To enhance treatment access for cancer patients, the National Health Insurance Administration (NHIA) approved the reimbursement of two PARP inhibitors during the Joint Committee Meetings on March 28 and April 17, 2025. These medications are indicated for the maintenance treatment of advanced high-grade epithelial ovarian cancer, fallopian tube cancer, or primary peritoneal cancer, adjuvant therapy for early-stage breast cancer, and first-line treatment of metastatic castration-resistant prostate cancer. The policy is expected to benefit approximately 775 cancer patients with an annual drug expenditure of around NT$979 million.
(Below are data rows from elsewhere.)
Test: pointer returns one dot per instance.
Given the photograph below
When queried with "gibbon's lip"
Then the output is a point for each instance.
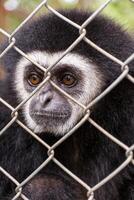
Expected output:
(51, 115)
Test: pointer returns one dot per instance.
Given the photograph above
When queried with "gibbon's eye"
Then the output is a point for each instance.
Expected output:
(34, 79)
(68, 79)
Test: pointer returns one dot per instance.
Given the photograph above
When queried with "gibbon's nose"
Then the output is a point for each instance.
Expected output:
(45, 98)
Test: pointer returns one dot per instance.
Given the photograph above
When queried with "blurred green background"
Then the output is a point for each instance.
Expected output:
(13, 12)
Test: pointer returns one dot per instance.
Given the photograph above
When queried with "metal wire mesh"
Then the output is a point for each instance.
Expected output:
(128, 150)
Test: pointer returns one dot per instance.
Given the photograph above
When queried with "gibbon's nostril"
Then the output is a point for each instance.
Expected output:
(46, 98)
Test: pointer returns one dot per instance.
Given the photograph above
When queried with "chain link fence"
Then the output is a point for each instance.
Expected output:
(128, 150)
The reimbursement will take effect on June 1, 2025.
Ovarian cancer, fallopian tube cancer, primary peritoneal cancer, and breast cancer ranked among the top ten most common cancers among women in Taiwan in 2022, while prostate cancer ranked among the top three for men. In response, the NHIA has recently prioritized the inclusion of high-evidence-level drugs aligned with international treatment guidelines to provide more comprehensive care.
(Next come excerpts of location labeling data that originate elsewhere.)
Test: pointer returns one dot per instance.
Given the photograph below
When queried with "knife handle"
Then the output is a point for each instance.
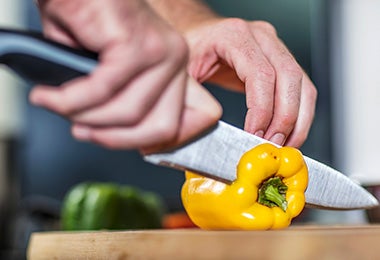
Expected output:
(41, 61)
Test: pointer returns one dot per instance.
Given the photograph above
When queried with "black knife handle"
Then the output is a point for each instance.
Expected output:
(41, 61)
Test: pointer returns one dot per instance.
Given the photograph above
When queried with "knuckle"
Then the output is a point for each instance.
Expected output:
(179, 51)
(266, 73)
(237, 25)
(286, 121)
(293, 71)
(265, 27)
(154, 48)
(166, 130)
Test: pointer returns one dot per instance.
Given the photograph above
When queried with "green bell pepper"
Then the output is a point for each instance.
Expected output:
(94, 206)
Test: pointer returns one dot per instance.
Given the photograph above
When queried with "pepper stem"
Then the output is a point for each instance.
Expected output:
(272, 193)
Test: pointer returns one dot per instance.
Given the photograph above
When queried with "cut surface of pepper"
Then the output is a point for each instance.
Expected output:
(268, 193)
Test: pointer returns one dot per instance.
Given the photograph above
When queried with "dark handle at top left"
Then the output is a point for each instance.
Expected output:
(41, 61)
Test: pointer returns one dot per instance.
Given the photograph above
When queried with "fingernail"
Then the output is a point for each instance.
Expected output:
(81, 133)
(278, 138)
(260, 133)
(35, 99)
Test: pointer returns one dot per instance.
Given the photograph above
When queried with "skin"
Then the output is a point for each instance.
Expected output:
(140, 96)
(247, 56)
(165, 107)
Currently, PARP inhibitors under the NHI are reimbursed for patients with advanced ovarian cancer, fallopian tube cancer, or primary peritoneal cancer who have germline or somatic BRCA1/2 pathogenic mutations. The latest expansion extends coverage to patients with HRD-positive status, including those with pathogenic BRCA mutations or genomic instability. Two PARP inhibitors—olaparib and niraparib—have been approved under this expanded indication:
- Olaparib in combination with bevacizumab has been shown to prolong median overall survival by 17.9 months (75.2 months vs. 57.3 months).
- Niraparib extends progression-free survival by 11.4 months (19.6 months vs. 8.2 months).
In addition, for adjuvant treatment of early breast cancer with germline BRCA1/2 mutations and HER2-negative status with high recurrence risk, olaparib significantly reduces the risk of invasive disease by 42% and distant disease by 43%.
For first-line treatment of metastatic castration-resistant prostate cancer (mCRPC) in patients with germline or somatic BRCA1/2 pathogenic or suspected pathogenic mutations, olaparib combined with abiraterone has been shown to delay progression-free survival (median not reached vs. 8.4 months) and overall survival (median not reached vs. 23 months), thereby providing cancer patients with more therapeutic options.
For breast cancer, the covered therapy is classified as Category 1 and a preferred treatment, with all three major Health Technology Assessment (HTA) organizations recommending reimbursement. For prostate cancer, the treatment is also Category 1, with consistent reimbursement recommendations from all three major HTA bodies. In the case of ovarian cancer, fallopian tube cancer, or primary peritoneal cancer, the olaparib–bevacizumab combination is classified as Category 1, while niraparib is also recommended by all three major HTA organizations.
The NHIA remains committed to including effective cancer treatments in the reimbursement benefits and aligning with international clinical guidelines. The goal is to ensure comprehensive medication coverage for cancer patients at every stage of treatment, ultimately improving their quality of life and sustaining hope.